In conjunction with the new HPC instances, AWS has also introduced something called the Elastic Fabric Adapter (EFA), a network interface that is aimed at customers that need high levels of inter-instance communication. At its core, it relies on a custom-built OS-bypass technique to speed up communication between instances. EFA provides support of applications using the Message Passing Interface (MPI) by employing the industry-standard libfabric APIs. As a result, codes using a supported MPI library can get by with little or no source modifications.
According to AWS, the EFA technology will enable customers to scale their applications to tens of thousands of CPU cores. It’s aimed at typical scalable HPC codes such as computational fluid dynamics, weather modeling, and reservoir simulation, to name a few. EFA will be available as an optional networking feature that can be enabled on selected instances. For now, it’s restricted to the C5n.9xl, C5n.18xl, and P3dn.24xl instances. More instances will be added in the coming months.
The fact that these new offerings are focused on improved networking for HPC setups should come as no surprise.

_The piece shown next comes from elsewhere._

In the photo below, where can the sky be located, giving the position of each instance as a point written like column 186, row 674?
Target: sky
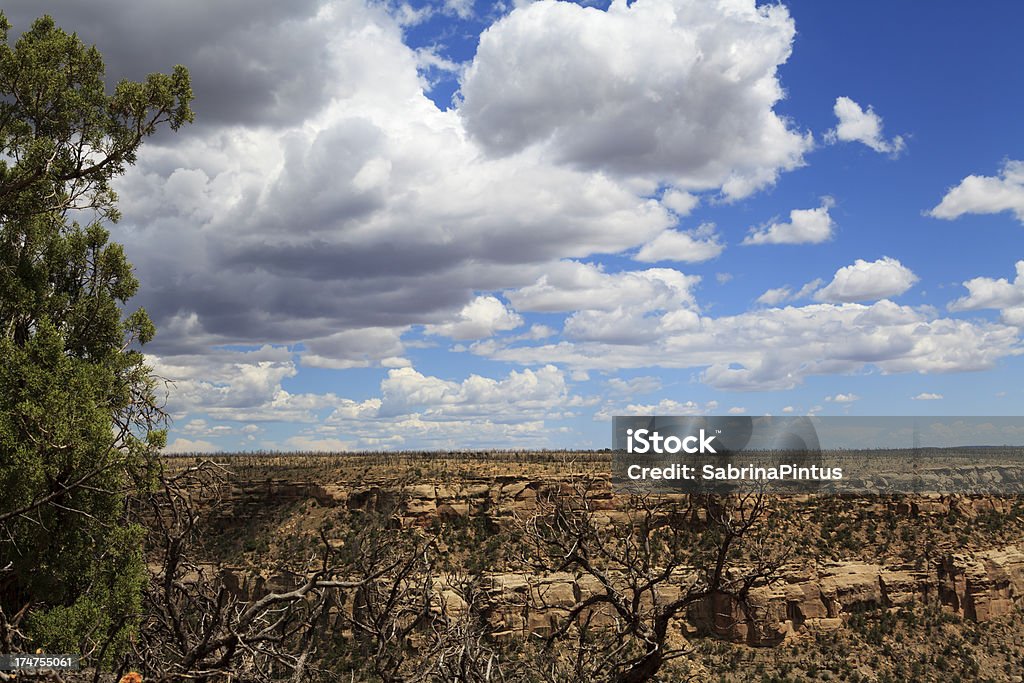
column 465, row 225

Given the shortcomings of cloud network infrastructure compared to on-premise clusters and the growth of high performance workloads in the cloud – both traditional HPC and AI-related – there was latent demand to be met.
Also, with rivals like Microsoft Azure using InfiniBand in its HPC cloud infrastructure, AWS was starting to trail the competition. In fact, in September, Microsoft announced it had created new HPC VMs with 100Gbps EDR InfiniBand support. AWS has not revealed the underlying network technology for its 100Gbps hookup, but whether it’s based on InfiniBand or Ethernet, Amazon has seemingly matched Azure in raw network bandwidth.
All of this points to the increasing importance of networking capability for HPC setups, and that’s true whether you’re talking about in-house clusters or public clouds. The importance of networking is primarily result of a flagging Moore’s Law, which is failing to keep pace with HPC user demands. That forces applications to scale out further across a network rather than up across a node. Now that public clouds like AWS, Azure and others have essentially the same set of processors used in HPC clusters and supercomputers, it’s only natural that they start to mimic the high performance network of those systems.